DOI: https://doi.org/10.21203/rs.2.12340/v1
Influenza A is the only genus of Orthomyxoviridae family that can produce pandemic disease [1]. The virus is categorized based on the surface glycoproteins into 16 hemagglutinin (HA) and 9 neuraminidase (NA) subtypes [2]. Avian influenza viruses (AIV) are divided into highly pathogenic avian influenza (HPAI) and low pathogenic avian influenza (LPAI), based on the structure of HA gene and the capability of the virus to produce clinical symptoms [3]. Since the first detection HPAI subtype H5N1 in China in 1996, the HA gene of the virus has evolved into ten main genetically distinct phylogenetic clades (clades 0–9) [4]. Due to increased diversity, clade 2 was subdivided into clades 2.1 to 2.5. These suborder clades are further divided to subclades. The HA gene of H5 subtypes underwent reassortment with various neuraminidase subtypes (1–9) to form AI H5NX viruses [5]

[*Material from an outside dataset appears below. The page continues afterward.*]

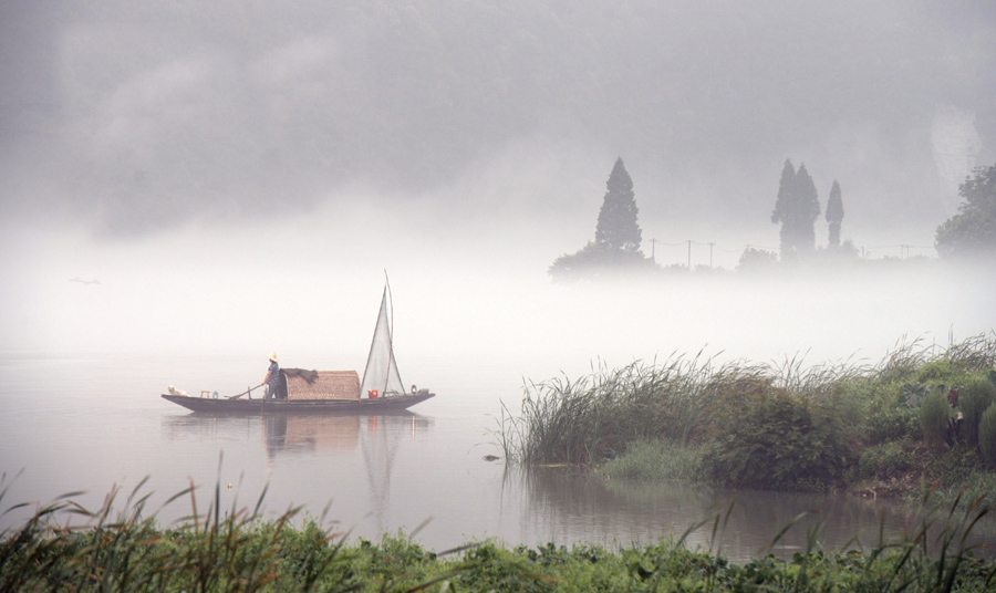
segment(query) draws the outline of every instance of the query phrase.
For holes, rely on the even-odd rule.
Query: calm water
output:
[[[262,378],[266,364],[257,358],[4,352],[0,470],[8,481],[21,475],[0,506],[87,490],[77,500],[96,508],[115,485],[127,493],[148,476],[152,509],[191,480],[199,486],[200,511],[218,481],[225,508],[251,508],[269,485],[268,516],[293,504],[318,516],[328,504],[330,522],[372,539],[427,521],[417,539],[444,550],[487,537],[510,544],[656,541],[679,535],[734,499],[730,492],[563,470],[526,476],[485,461],[497,452],[489,431],[499,402],[517,407],[519,377],[438,372],[435,399],[391,416],[215,417],[158,396],[169,384],[191,394],[201,387],[238,393]],[[907,509],[882,500],[739,492],[718,543],[733,559],[750,558],[809,510],[820,511],[813,520],[823,522],[820,541],[830,549],[854,535],[876,542],[883,518],[892,539],[915,523]],[[157,517],[170,522],[190,511],[184,498]],[[19,517],[0,521],[9,527]],[[691,541],[707,545],[709,532],[710,526]],[[996,542],[992,529],[986,533]],[[798,526],[776,552],[805,541],[806,527]]]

Hemagglutinin, the crucial antigen on the viral surface, is the principal target for neutralizing antibodies and is responsible for the viral binding to host receptors. Alteration in receptor specificity from avian α-2,3 sialic acid to human α-2,6 sialic acid is a major obstacle for influenza viruses to adapt to a new host [6].

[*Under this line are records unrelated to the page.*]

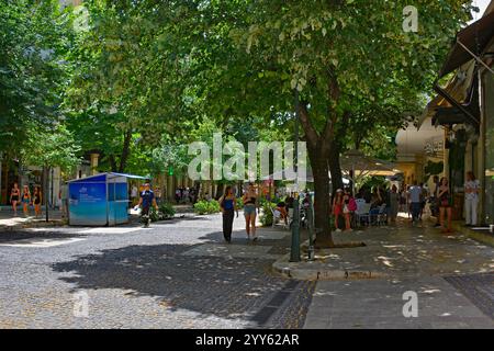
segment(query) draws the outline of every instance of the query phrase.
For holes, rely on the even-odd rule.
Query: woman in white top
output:
[[[464,207],[467,226],[476,226],[476,210],[479,207],[480,182],[475,179],[473,172],[467,173],[464,183]]]

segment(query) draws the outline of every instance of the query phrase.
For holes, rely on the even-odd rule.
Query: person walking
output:
[[[475,174],[473,172],[468,172],[467,182],[464,184],[464,206],[467,212],[465,225],[468,227],[476,226],[480,189],[480,182],[475,179]]]
[[[232,186],[226,186],[225,193],[222,197],[220,197],[220,206],[223,214],[223,237],[228,244],[232,242],[232,231],[235,213],[237,213],[238,218],[238,210],[236,203],[237,201]]]
[[[391,186],[390,191],[390,222],[392,224],[396,223],[397,214],[398,214],[398,207],[400,207],[400,200],[401,195],[397,191],[397,186],[393,185]]]
[[[339,216],[343,215],[343,206],[344,193],[341,189],[338,189],[335,199],[333,200],[333,215],[335,216],[336,233],[341,233],[341,229],[339,228]]]
[[[439,191],[439,222],[441,225],[441,233],[452,233],[451,228],[451,191],[449,190],[449,182],[446,177],[440,181]],[[448,216],[448,227],[445,227],[445,214]]]
[[[141,217],[144,220],[144,226],[148,227],[150,222],[149,218],[150,206],[154,206],[156,211],[158,211],[158,204],[156,203],[155,193],[153,192],[153,190],[150,190],[149,183],[144,184],[144,191],[141,193],[141,199],[137,206],[142,207]]]
[[[43,202],[43,197],[42,197],[41,186],[35,186],[34,193],[33,193],[33,205],[34,205],[34,215],[36,218],[42,215],[42,211],[41,211],[42,202]]]
[[[68,211],[69,189],[68,189],[67,182],[61,183],[60,192],[59,192],[58,196],[60,197],[60,202],[61,202],[61,218],[68,218],[68,216],[69,216],[69,211]]]
[[[21,200],[21,190],[18,183],[13,183],[12,190],[10,191],[10,203],[12,204],[12,210],[14,212],[14,217],[18,216],[18,203]]]
[[[30,192],[30,188],[27,185],[24,185],[24,191],[22,192],[22,197],[21,197],[21,202],[22,202],[22,210],[24,212],[24,216],[29,216],[30,215],[30,204],[31,204],[31,192]]]
[[[429,197],[429,190],[425,186],[424,183],[420,183],[420,189],[422,189],[422,202],[420,202],[420,215],[418,216],[418,218],[422,220],[422,218],[424,217],[424,211],[426,208],[427,199]]]
[[[352,213],[357,210],[357,204],[355,202],[353,196],[351,195],[350,190],[347,188],[345,189],[344,195],[343,195],[343,215],[345,218],[345,230],[346,231],[353,231],[351,229],[351,216]]]
[[[430,212],[433,213],[433,216],[436,217],[436,224],[434,225],[434,227],[440,227],[440,220],[439,220],[439,176],[434,176],[434,192],[430,194],[431,199],[430,199]]]
[[[408,199],[411,203],[409,208],[412,212],[412,224],[414,226],[417,224],[420,216],[422,197],[423,197],[422,186],[418,185],[417,181],[414,181],[414,184],[408,189]]]
[[[245,224],[247,230],[247,238],[252,240],[257,240],[256,236],[256,217],[257,217],[257,206],[258,206],[258,195],[256,192],[256,188],[254,188],[252,183],[249,183],[247,191],[245,192],[243,199],[244,201],[244,216]]]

The subtypes of H5N8 that belong to H5 clade 2.3.4.4 were first isolated from poultry farms in China in 2010 [7]. Outbreaks of H5N8 were then reported in South Korea in early 2014 in chickens and domestic ducks [8, 9]. By the end of 2014, H5N8 spread throughout Europe, North America and East Asia [10-12].
The first report of HPAI subtype H5N1 in Iraq was from human in Sulaymaniyah Governorate, Kurdistan region in 2006. In May 2015, an isolated outbreak of H5N1 was detected in backyard poultry in Sulaymaniyah Governorate, as it was stated by the Ministry of Agriculture in Kurdistan region [13]. The immediate notification report of World Organization for Animal Health (OIE) on January 7th, 2018 declared the occurrence of first outbreaks of H5N8 in broiler chicken farms in Iraq [14].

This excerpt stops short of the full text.